Per questa ragione, prosegue il giornale di Losanna, è importante che anche oggi venga organizzata una giornata di azione nazionale. Anche se la nuova generazione di donne non deve più battersi per i propri diritti, afferma sulla NZZ Tanja Walliser, segretaria di Unia, «l’equiparazione non è ancora radicata in tutte le teste della popolazione».

Lotta più difficile

Con lo slogan “Donne in movimento – la parità assolutamente!”, una cinquantina di organizzazioni, sindacati e partiti rivendicano martedì una parità salariale più concreta e la possibilità di meglio conciliare lavoro e famiglia.

Oltre alle dimostrazioni partite alle 14.06 (in riferimento al 14.6.1991) al suono di migliaia di fischietti, nelle città principali della Svizzera sono previste azioni di vario genere. A Ginevra il Jet d’eau è stato colorato di viola, mentre a Berna è stato piantato un “tiglio delle donne”. A Lugano sono invece stati stesi in piazza “i panni sporchi della discriminazione”.

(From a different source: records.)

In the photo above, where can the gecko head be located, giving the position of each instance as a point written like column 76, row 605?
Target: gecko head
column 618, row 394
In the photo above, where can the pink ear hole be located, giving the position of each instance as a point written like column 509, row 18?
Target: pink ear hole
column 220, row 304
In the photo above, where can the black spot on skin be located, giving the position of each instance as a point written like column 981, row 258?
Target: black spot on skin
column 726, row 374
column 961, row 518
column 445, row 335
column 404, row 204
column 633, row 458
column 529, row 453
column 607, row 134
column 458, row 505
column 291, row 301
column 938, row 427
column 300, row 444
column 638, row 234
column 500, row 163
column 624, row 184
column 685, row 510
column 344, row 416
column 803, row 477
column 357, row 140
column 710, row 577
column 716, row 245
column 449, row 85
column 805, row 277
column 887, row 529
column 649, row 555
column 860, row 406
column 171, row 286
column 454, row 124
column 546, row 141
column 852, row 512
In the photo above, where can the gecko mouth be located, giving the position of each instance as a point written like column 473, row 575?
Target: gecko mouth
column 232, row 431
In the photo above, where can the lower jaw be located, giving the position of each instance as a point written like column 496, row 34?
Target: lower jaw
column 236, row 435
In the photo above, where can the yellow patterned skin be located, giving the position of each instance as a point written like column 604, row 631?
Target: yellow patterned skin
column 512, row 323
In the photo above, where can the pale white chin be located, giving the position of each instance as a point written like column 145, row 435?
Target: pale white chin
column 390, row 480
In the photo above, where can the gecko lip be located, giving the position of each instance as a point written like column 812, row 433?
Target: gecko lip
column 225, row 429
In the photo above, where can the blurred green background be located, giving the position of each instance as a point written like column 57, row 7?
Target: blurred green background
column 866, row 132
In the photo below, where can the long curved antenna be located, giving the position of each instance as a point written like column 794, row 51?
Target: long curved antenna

Gli organizzatori si attendono a una partecipazione vicina alle 100’000 persone. Oggigiorno, osserva un commento sulla Tribune de Genève, «è più difficile lottare rispetto al 1991». «La mondializzazione e il neoliberalismo finanziario si sono imposti ovunque nel mondo e hanno provocato crisi», si legge sul quotidiano romando, per il quale «le donne sono le prime a essere colpite dalla precarietà».

“Dilemma” in Parlamento

Lo sciopero delle donne pone le deputate di sinistra di fronte a una difficile decisione. Se da una parte c’è il desiderio di partecipare alla protesta simbolica di martedì, dall’altra vi sono gli impegni assunti in seno alle due camere del Parlamento, attualmente in sessione.

A prendere parte allo sciopero sarà così una minoranza delle rappresentanti del Partito socialista e dei Verdi, tra i sostenitori ufficiali della commemorazione. «Ci sono motivi per non scioperare, ma i motivi per farlo sono più numerosi», ha dichiarato la socialista Margaret Kiener Nellen, la quale si è presentata in Consiglio nazionale (camera del popolo) soltanto per l’ora delle domande.

Diversa l’opinione della consigliera nazionale ecologista Adèle Thorens Goumaz, secondo cui è inconcepibile rinunciare al voto in Parlamento. «Abbiamo combattuto a lungo per i nostri diritti politici e ora voglio poterli utilizzare».

Salario: Le donne guadagnano mediamente il 20% in meno rispetto agli uomini. L’Ufficio federale dell’uguaglianza fra donna e uomo (UFU) rileva che una buona parte di questa disparità è dovuta a una discriminazione. Le donne con funzioni dirigenziali guadagnano fino al 30% in meno degli uomini.

Tempo parziale: L’UFU aggiunge che il mercato del lavoro è sempre più diviso tra professioni “maschili” e “femminili”, meno retribuite. Nel campo degli impieghi, sei donne su dieci lavorano a tempo parziale. Per gli uomini, tale proporzione si aggira attorno al 10%.

Aziende: Le donne sono poco rappresentate a livello manageriale. Tra le aziende svizzere registrate si conta soltanto il 3% di direttrici e il 4% di amministratrici.

Politica: Le donne sono in minoranza anche nelle due camere del parlamento svizzero. Nella Camera del popolo sono 60 su 200 (30%), nella Camera degli Stati 9 su 46 (19,6%). Le donne sono al contrario maggioritarie nel governo nazionale: 4 su 7.

Europa: La Svizzera non è un caso isolato. Uno studio condotto dalla società di consulenza Mercer, pubblicato il 3 marzo, rivela che i due terzi delle aziende europee interrogate non possiedeno alcuna strategia per incoraggiare le donne a occupare funzioni dirigenziali.